Il Protocollo stabilisce percorsi certi che incoraggiano l’emersione del fenomeno, garantendo protezione immediata: troppo spesso chi subisce violenza deve ripetere il proprio trauma in più sedi (ospedale, sedi di Autorità di pubblica sicurezza, tribunale), e l’accordo prevede spazi di ascolto protetti e una comunicazione fluida tra operatori sanitari e magistrati per evitare ulteriori sofferenze inutili alla vittima, oltre a misure di tutela e assistenza psicologica per i più piccoli.

Non ci si limita alla repressione: l’intesa punta anche alla rieducazione dell’autore del reato attraverso l’invio ai Centri per Uomini Autori di Violenza (CUAV), con l’obiettivo di interrompere la spirale delle recidive. Quindi, linee dirette di comunicazione, con una corsia preferenziale tra i Consultori Familiari, il Pronto Soccorso (con il potenziamento del percorso “Rosa Bianca” a Lamezia) e gli uffici delle Procure.

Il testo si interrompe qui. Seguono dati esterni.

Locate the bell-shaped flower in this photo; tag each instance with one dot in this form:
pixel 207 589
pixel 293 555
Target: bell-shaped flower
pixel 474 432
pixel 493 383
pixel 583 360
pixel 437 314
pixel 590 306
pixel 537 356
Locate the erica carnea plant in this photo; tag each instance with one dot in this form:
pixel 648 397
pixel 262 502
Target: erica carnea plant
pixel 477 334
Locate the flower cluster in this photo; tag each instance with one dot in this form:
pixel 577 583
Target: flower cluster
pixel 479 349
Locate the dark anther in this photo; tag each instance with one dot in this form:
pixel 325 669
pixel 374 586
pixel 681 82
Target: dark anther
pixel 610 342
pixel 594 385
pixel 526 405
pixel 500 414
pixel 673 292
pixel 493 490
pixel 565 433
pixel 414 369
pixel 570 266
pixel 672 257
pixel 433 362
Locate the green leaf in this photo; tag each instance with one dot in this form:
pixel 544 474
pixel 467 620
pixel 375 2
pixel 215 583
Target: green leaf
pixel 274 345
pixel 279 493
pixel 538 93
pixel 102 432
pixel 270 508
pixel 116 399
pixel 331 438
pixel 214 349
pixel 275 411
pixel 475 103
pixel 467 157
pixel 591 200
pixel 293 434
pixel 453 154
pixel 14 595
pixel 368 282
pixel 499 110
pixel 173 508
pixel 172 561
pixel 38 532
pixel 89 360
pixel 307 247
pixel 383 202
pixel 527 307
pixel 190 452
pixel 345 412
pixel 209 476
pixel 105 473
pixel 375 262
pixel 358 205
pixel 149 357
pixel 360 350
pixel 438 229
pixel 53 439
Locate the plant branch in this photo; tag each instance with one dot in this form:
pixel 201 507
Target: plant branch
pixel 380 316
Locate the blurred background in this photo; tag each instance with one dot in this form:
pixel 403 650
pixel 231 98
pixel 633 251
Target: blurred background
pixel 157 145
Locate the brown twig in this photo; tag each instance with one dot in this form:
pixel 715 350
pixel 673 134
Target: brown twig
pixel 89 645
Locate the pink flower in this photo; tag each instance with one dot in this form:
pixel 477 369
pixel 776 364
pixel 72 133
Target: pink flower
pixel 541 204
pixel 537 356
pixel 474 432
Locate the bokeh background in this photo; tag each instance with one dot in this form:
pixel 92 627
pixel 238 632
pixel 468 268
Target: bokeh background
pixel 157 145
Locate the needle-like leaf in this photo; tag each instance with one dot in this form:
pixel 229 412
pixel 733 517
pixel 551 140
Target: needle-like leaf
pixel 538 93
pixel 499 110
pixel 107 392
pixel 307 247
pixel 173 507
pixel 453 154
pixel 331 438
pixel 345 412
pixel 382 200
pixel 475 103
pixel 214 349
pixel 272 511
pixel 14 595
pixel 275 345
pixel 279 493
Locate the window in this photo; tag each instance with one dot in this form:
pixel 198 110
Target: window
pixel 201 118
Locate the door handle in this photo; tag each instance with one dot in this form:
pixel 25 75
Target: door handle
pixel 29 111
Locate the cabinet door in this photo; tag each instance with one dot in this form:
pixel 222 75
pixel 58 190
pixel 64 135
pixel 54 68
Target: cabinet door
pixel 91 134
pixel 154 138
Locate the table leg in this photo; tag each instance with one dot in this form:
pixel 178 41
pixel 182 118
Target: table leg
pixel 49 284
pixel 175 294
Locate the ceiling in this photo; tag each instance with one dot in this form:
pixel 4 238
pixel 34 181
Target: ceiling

Prevista anche una formazione multidisciplinare: gli operatori sanitari e i magistrati lavoreranno con linguaggi e metodi condivisi per una valutazione corretta del rischio di letalità.

Sono previste delle sale audizioni dedicate per le vittime vulnerabili, dotate di sistemi di audio-videoregistrazione e specchi unidirezionali per le audizioni protette.

Il Tavolo Tecnico Permanente permetterà il confronto tra i referenti istituzionali dell’Azienda Sanitaria Provinciale e delle Autorità Giudiziarie coinvolte, con il compito di monitorare l’efficacia degli interventi, analizzare i dati sul territorio provinciale.

E aggiornare costantemente le procedure operative per rispondere ai nuovi bisogni emergenti, incluse le forme di cyberviolenza e le discriminazioni multiple.